And we wonder why students have such trouble understanding the rules for student loans.
A common criticism of college financial aid programs is that students get into trouble with student loans because they don’t understand the rules for those loans. There are many, many programs available to keep loans manageable and even forgive some loans. “There’s zero reason for anybody to default on a student loan,” said Paul Combe, the President and CEO of American Student Assistance, one of America’s largest student loan guarantors. “There are enough remedies in this program to save anybody.”
And yet students often don’t hear about these services.
Even, apparently, if they’re listening to Education Secretary Arne Duncan. Duncan is an enthusiastic user of new media. He recently wrote a fun piece for BuzzFeed outlining nine things every college student needs to know.
Items include “Beer Is Not A Major Food Group,” “Consider Becoming A Teacher” and “Keep An Open Mind And Make New Friends.” He also mentioned that “Student Loans Will Need To Be Repaid.”
He did not, however, let students know that a really, really important factor in addressing that last point might be the programs the Department of Education has available to help students pay those loans. He didn’t mention the existence of the Income Based Repayment or Pay As Your Earn programs, which allow graduates to service their loans based on their incomes and exist specifically to keep debt manageable, or any of the loan forgiveness programs available.

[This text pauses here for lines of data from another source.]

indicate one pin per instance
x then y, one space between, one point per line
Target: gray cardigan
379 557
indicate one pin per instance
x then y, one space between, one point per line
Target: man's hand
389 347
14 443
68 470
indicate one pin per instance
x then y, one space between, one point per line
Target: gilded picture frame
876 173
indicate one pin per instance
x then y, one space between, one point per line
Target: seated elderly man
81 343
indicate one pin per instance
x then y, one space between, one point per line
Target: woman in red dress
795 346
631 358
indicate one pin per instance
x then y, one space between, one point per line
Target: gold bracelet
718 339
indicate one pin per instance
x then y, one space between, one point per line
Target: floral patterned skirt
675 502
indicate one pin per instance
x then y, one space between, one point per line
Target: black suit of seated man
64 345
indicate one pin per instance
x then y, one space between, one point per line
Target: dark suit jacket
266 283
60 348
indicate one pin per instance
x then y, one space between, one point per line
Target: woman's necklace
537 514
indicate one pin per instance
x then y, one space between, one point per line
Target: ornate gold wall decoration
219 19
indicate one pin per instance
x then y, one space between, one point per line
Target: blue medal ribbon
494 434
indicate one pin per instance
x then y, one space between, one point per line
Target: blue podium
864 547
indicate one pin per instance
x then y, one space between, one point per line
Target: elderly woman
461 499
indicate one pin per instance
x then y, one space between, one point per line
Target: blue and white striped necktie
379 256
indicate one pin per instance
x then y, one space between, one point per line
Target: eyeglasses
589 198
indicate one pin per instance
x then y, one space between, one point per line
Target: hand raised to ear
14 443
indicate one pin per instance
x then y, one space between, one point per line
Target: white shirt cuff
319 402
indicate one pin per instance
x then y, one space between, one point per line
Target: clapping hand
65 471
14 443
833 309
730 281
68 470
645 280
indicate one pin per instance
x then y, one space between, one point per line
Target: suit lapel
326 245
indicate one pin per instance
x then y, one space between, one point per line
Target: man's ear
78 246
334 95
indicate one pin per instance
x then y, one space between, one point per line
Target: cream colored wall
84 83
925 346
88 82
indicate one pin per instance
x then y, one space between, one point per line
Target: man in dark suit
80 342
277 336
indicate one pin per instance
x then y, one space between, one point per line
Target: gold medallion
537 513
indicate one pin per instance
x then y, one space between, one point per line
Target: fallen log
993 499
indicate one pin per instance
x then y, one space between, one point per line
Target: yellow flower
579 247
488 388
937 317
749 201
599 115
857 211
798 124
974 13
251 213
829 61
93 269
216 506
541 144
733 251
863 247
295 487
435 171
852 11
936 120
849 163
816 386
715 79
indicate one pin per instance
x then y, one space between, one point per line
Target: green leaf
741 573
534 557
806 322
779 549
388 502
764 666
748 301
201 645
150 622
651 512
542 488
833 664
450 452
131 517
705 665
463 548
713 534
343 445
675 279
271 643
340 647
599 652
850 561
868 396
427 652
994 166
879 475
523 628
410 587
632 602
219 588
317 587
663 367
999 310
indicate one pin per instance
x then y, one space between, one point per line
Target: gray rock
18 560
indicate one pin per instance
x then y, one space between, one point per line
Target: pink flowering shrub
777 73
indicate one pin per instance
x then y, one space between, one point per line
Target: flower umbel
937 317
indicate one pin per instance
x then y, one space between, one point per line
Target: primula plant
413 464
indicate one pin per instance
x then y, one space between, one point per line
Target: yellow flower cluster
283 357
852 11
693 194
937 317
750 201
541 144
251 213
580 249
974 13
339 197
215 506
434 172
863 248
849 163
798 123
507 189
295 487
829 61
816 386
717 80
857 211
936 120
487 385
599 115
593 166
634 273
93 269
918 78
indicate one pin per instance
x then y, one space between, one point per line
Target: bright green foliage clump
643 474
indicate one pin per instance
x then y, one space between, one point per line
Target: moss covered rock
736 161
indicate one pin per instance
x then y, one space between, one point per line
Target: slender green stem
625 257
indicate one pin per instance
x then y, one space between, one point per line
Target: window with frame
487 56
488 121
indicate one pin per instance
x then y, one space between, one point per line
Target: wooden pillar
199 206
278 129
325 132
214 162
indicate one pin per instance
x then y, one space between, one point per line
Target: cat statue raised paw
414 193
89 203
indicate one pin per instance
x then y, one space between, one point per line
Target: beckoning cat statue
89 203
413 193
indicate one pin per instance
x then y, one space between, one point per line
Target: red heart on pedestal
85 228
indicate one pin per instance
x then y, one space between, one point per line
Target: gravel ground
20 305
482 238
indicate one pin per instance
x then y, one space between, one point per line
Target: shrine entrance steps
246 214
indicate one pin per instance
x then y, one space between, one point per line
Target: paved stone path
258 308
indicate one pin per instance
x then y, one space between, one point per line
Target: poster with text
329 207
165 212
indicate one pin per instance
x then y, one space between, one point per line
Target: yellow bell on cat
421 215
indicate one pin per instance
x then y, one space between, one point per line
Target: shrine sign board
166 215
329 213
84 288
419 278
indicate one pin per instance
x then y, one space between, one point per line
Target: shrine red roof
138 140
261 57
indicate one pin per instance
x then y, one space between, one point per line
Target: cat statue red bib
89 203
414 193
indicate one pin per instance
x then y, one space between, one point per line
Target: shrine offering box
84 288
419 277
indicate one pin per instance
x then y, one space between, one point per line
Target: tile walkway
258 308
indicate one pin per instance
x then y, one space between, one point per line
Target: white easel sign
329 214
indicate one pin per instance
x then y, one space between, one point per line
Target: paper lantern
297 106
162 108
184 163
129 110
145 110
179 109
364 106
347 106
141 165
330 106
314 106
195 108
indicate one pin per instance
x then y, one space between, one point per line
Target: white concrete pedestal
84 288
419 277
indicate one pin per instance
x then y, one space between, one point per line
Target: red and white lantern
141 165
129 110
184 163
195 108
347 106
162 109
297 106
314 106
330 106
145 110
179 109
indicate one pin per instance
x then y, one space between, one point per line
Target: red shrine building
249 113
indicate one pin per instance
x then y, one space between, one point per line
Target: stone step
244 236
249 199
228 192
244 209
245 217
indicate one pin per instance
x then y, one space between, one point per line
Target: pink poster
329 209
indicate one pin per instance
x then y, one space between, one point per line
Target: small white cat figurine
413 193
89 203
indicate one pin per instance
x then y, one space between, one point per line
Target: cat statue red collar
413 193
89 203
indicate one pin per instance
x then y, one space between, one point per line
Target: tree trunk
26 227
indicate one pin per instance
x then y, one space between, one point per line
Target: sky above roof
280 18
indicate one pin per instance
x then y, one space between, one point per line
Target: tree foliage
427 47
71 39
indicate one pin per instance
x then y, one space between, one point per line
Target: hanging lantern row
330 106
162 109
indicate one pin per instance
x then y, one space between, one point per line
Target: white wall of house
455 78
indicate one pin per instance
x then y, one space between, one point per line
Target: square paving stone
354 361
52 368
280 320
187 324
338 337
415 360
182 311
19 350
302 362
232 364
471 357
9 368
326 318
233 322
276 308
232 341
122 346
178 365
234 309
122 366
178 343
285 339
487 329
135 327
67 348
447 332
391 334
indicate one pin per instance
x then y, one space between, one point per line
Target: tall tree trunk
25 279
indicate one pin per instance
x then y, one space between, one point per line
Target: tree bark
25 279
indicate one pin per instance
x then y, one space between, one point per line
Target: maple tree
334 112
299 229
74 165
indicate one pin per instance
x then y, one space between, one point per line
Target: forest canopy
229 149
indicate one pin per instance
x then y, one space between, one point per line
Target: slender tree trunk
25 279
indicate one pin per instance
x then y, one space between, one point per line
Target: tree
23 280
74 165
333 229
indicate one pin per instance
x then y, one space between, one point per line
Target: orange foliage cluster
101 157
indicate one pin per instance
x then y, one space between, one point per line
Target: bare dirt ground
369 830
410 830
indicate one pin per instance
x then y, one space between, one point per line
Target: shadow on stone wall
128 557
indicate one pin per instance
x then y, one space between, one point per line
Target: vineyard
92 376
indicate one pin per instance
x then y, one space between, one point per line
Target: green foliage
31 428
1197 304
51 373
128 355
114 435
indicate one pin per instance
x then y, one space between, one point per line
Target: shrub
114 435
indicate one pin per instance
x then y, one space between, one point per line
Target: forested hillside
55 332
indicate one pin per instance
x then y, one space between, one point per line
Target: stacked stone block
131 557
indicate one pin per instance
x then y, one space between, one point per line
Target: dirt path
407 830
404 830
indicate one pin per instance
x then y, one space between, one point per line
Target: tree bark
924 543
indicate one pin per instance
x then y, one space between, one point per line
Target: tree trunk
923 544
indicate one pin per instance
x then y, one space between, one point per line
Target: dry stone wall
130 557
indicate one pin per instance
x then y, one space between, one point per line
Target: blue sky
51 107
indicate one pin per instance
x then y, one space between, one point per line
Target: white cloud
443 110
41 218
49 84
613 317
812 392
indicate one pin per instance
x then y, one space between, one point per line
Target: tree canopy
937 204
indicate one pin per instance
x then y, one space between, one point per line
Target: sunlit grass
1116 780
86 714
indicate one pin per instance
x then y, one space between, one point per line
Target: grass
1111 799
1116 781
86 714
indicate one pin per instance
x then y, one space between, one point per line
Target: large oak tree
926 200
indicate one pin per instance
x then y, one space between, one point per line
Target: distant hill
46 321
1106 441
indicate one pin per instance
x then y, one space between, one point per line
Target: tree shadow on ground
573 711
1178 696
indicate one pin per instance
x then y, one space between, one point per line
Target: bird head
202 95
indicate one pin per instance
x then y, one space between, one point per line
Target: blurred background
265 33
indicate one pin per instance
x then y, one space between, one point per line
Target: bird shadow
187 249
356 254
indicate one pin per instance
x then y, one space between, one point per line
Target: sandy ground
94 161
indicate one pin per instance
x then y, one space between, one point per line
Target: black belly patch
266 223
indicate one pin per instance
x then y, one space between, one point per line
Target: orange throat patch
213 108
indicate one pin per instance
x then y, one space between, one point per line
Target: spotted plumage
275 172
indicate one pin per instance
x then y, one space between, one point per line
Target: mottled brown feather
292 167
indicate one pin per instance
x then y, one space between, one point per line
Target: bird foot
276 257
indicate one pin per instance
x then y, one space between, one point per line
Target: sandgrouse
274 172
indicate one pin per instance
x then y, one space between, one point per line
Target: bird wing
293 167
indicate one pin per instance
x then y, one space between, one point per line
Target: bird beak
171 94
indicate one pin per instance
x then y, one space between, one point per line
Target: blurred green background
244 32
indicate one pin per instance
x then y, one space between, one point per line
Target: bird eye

When Huffington Post education journalists asked why Duncan didn’t mention the programs, Cameron Brenchley, director of digital strategy for the Education Department, responded: “Always next time – particularly around graduation!”
This came one day after the Consumer Financial Protection Bureau bemoaned the fact that college graduates failed to take advantage of loan forgives and repayment options “because the programs are overly complicated and often confusing,” according to the Huffington Post.
Yes, there is “always next time,” but let’s not wait around until graduation to publicize this one. These are some of the most promising programs the Department of Education has available to heavily indebted students. Mention these things early and often.